Una de ellas ha sido enérgicamente expuesta por el doctor Gonzalo Portocarrero, profesor de Sociología de la Pontificia Universidad Católica, en una columna reciente en este Diario. Debo mencionar que soy un seguidor y admirador de las opiniones de Portocarrero, que se distinguen por su actitud reflexiva y su permanente exploración de nuestra realidad. En la columna mencionada, Portocarrero lamenta “la desaparición del intelectual” y expresa una esperanza para su recuperación.
La vocación intelectual, según Portocarrero, consistiría en “elaborar y comunicar ideas acerca de la realidad tanto actual como posible” y en “imaginar [...] situaciones que sean las mejores para todos”. La función del intelectual, dice, consiste en elaborar “visiones de futuro que entusiasmen y guíen”. Los intelectuales más trascendentes serían aquellos que logran “seducir a una colectividad”. El intelectual de Portocarrero es un líder moral, un salvador de su pueblo cuyas armas son las ideas. Su lugar de trabajo podrá ser un escritorio y su punto de partida un ejercicio intelectual, pero su misión es proyectarse y cambiar al mundo.
Otra concepción del intelectual es la del científico, cuya vocación no es cambiar al mundo, sino entenderlo. Los descubrimientos y las ideas del científico pueden tener gran trascendencia en la realidad que estudia, pero su objetivo primordial no es la transformación, sino el conocimiento. A la vocación científica no le hace falta proyectarse más allá de su escritorio, ni pasar del descubrimiento al protagonismo del activista.
El gran sociólogo Max Weber dictó dos extraordinarias conferencias que ayudan a esclarecer esas dos concepciones del papel del intelectual, una dedicada a la vocación de la ciencia y otra a la vocación del político, entendiendo la política como cualquier tipo de liderazgo. Para Weber, la actividad política era no solo legítima, sino una respuesta obligatoria exigida por la ética de la responsabilidad y por la ética del compromiso. Sin embargo, la actividad docente debía aislarse de la política; un profesor jamás debía usar el salón de clase para inculcar sus ideas políticas personales.
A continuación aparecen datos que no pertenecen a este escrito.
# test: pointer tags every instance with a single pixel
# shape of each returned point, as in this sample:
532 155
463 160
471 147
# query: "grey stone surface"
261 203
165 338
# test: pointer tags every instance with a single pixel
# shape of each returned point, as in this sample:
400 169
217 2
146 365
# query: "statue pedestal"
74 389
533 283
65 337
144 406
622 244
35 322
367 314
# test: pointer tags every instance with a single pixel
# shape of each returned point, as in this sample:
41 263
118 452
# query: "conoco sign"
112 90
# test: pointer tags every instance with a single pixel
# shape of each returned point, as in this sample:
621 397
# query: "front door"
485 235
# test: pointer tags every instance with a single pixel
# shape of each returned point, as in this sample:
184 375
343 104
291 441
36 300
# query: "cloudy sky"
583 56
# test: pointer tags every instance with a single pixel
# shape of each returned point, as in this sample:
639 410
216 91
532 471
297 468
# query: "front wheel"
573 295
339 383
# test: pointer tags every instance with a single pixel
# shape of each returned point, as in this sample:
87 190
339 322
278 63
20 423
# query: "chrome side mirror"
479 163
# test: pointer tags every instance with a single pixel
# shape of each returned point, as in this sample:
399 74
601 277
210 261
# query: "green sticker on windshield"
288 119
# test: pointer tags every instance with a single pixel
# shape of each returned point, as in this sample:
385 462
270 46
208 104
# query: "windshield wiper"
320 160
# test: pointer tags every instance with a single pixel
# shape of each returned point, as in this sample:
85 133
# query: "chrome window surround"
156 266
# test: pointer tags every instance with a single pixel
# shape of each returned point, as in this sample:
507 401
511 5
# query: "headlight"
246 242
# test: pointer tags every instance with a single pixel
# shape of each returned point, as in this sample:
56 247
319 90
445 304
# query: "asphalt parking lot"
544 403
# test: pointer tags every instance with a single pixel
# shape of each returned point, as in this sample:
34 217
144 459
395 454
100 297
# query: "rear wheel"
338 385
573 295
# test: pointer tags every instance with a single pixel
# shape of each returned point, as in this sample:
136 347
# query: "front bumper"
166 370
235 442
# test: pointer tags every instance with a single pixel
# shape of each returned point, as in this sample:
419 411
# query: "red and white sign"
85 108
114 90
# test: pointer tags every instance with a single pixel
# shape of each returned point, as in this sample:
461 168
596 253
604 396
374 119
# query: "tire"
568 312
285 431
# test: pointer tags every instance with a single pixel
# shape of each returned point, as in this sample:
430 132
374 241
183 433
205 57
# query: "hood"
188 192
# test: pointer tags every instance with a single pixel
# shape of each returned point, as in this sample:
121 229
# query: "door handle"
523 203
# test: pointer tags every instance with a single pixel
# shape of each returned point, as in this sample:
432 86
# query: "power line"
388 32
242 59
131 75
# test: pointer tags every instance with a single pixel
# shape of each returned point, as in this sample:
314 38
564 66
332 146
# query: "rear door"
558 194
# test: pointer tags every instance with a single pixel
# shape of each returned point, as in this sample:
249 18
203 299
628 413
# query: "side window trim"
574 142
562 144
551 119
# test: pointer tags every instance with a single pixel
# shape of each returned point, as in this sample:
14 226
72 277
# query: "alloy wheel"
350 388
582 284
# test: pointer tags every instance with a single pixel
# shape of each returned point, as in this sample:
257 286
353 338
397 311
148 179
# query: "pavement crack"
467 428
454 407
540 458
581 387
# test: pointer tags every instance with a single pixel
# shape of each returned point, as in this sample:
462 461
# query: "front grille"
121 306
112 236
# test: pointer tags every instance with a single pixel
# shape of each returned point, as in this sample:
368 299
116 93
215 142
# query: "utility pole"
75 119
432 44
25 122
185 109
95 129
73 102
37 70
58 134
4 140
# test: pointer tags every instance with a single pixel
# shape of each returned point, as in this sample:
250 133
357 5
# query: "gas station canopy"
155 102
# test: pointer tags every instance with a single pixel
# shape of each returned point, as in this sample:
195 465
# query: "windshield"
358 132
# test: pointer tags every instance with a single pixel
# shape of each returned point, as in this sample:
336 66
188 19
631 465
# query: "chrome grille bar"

En cuanto a la vocación de la ciencia, su punto de partida fue el de Auguste Comte, padre de la ciencia moderna de la sociología, para quien el estudio de la humanidad debía guardar la misma objetividad y rigor científico aplicados al estudio del mundo natural. Además, debían separarse la razón y los valores personales, no solo por ética docente, sino además porque la ciencia no tenía respuestas para las incógnitas fundamentales de la vida. En ambas vocaciones el éxito exigía una devoción apasionada para afrontar los altos riesgos de fracaso.
En un ensayo referido a la guerra de Vietnam, Noam Chomsky escribió: “Es la responsabilidad de los intelectuales decir la verdad y exponer las mentiras”. Su ensayo descubre una extraordinaria capacidad para caer en la deshonestidad ante las exigencias de la política. Portocarrero acierta llamando la atención al déficit de intelectuales, pero sugiero una mayor atención a la opción intelectual científica, que incluye la ciencia social y que no necesariamente implica una proyección política. A la vez, debemos enfatizar que, en cualquier vocación intelectual, la lucha por mantener la honestidad es fundamental.